Valentine’s Day has been celebrated in some sense since the fifth century as the Feast of St. Valentine. However, the holiday we’re more familiar with is one that’s been highly commercialised by greeting’s card companies in an attempt to convince us all to spend excessive amounts on gifts, cards, flowers, and romantic meals.
This Valentine’s tradition is not only a materialistic capitalist, construct, but it’s bad for the environment and incredibly expensive (not great on a student budget!)
However, it’s not that easy to just forgo the holiday completely. Not only might you upset your partner, but, even though these traditions are based on overconsumption, they’re still culturally important to us. There’s nothing wrong with the celebration of love, but making rich men in suits even richer while contributing to the destruction of the environment isn’t the best reflection of romance and your feelings.. Not to mention that a lot of the commercialisation of Valentine’s Day only represents heteronormative, romantic love.
It can be tempting to want to spoil someone by spending loads of money on them to show how much you care about them, but thoughtful gifts you’ve put time and effort into are much more sentimental.
Handmade gifts are the most budget-friendly option. Some things you could craft include:
- A piece of art that they can put on their wall.
- Bake them something! Cookies, muffins, or some fresh bread would go down a treat.
- A scrapbook or photo album of memories together.
- A framed photo of you both.
- Upcycle a glass bottle into a vase or candlestick holder with some paints.
- A curated Spotify playlist or mixtape.
- Small Businesses (or more ethical organisations) are a great place to find gifts if you aren’t the creative type.
- Etsy is a great place to find people selling their crafts. Some I recommend include: LucyReedArtPrints, HandmadeAnnabel and Samarikoo
Other small businesses and ethical organisations include:
- Adopt an endangered animal with the WWF for just £3 and you get an adorable stuffed toy you can give to them on the day.
- Shared Earth near the Minster sells a great range of ethical, sustainable, and recycled gifts
- Just Smile Designs is a locally run business with a website and shop at 5 Bootham which sells incredibly cute giftable items.
- Charity Shops are also a great place to look. You might also find the odd hidden gem or wildcard.
The ‘traditional’ Valentine’s date night is splashing out on a fancy meal out in a restaurant packed with other couples. Why not go out on a different day to avoid the crowds? There’s no real reason you need to celebrate on the 14th, especially with it falling on a Monday this year. You could also go out for lunch or breakfast instead. Celebrate at a date and time that works for you!
Going out to local independent restaurants instead of chains is a great way to support local small businesses, these are some of my recommendations:
- Plush Cafe on Stonegate
- The Orchid Vegan Restaurant
- Forest on Low Petergate
- Delrio’s Restaurant on Blossom Street
- Double Dutch Pancake House on Church Street
Instead of forking out for a movie and a meal out, you could stay in and cook together for a more intimate evening, and watch your favourite films or series at home. Or if you want that cinema experience, York Student Cinema is showing Twilight on the 14th, and The King’s Man and The Matrix Resurrections later that week for just £4 a ticket.
You don’t necessarily need to have a meal together at all. Spend the day in a way you and your partner would enjoy most, which could be anything, such as staying in and playing games together, going out for drinks, or going to a sporting event.

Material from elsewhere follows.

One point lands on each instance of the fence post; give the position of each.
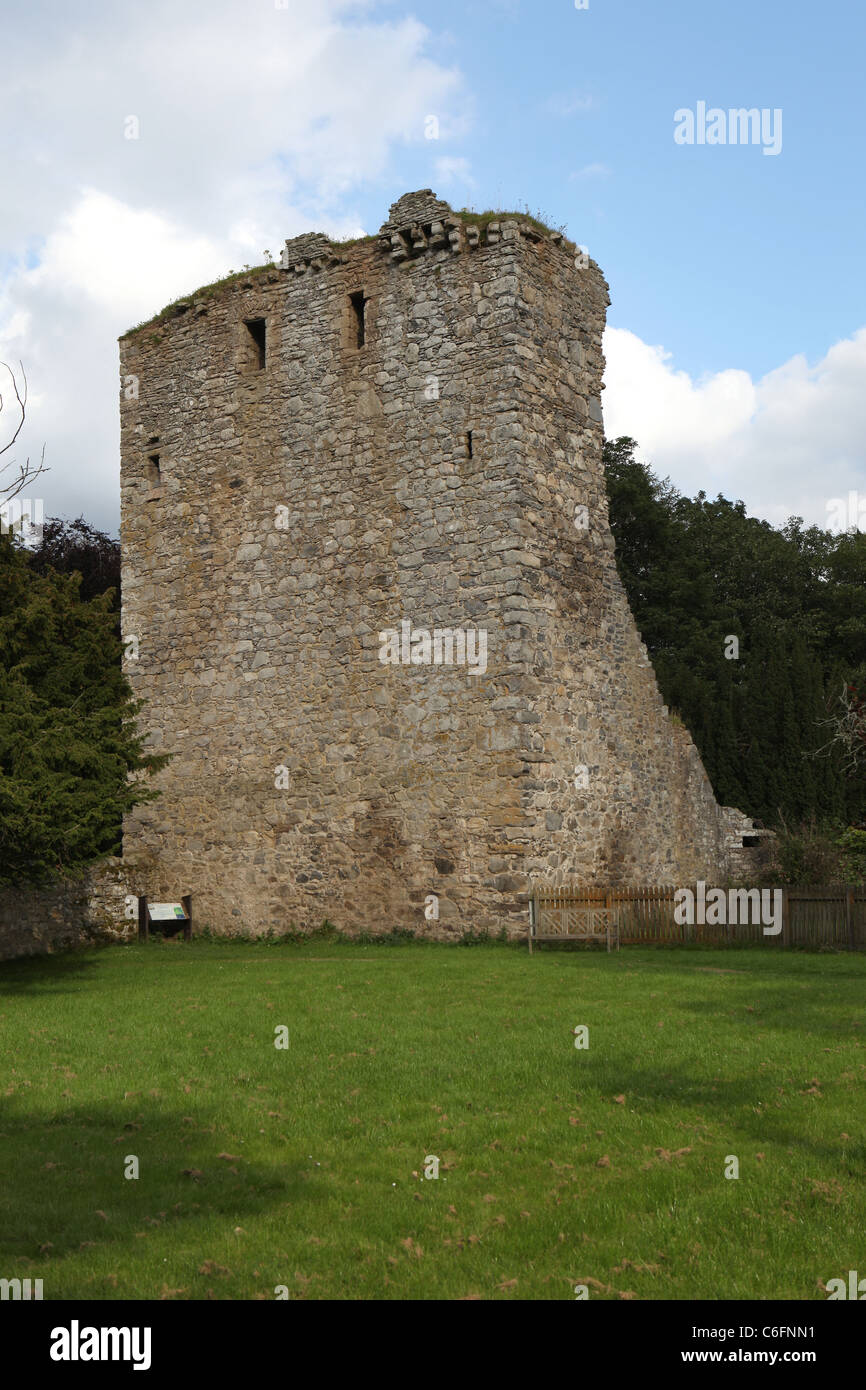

Sending cards is a huge part of Valentine’s tradition, but they’re also a huge profit-maker and contribution to waste. If you usually don’t say much in cards and the tradition isn’t that important to you, you could just not bother with them at all. If you want to pour your heart out, consider writing a love letter instead. Making your own cards is a great way to avoid buying them, and at the same time save some money and add more of a personal touch.
Keeping your cards and notes instead of eventually throwing them away lets you hold onto the memories while avoiding contributing to post-Valentine’s landfill.
Imported flowers have a massive impact on the environment. If you want to give someone flowers, maybe pick some from your own garden (if that’s an option) or buy locally grown flowers.
If you’re in a long distance relationship, sending flowers on Valentine’s Day can be a great way to surprise someone. There are lots of online flower companies that offer this kind of service across the country, but for a more ethical, better quality bouquet, try finding a local florist in their area and contacting them to arrange sending those flowers.
If you do want to deviate from convention, it’s probably best to first discuss this with your partner about what would be the best thing for both of you. Some traditions are particularly important to some people, and we don’t want any disappointment on the day if you were to forgo one. All in all, anything that refocuses the day on people, rather than spending, is a great way to reclaim Valentine’s Day. Lastly, it doesn’t just have to be about romantic love. Celebrate your love for your friends and family too.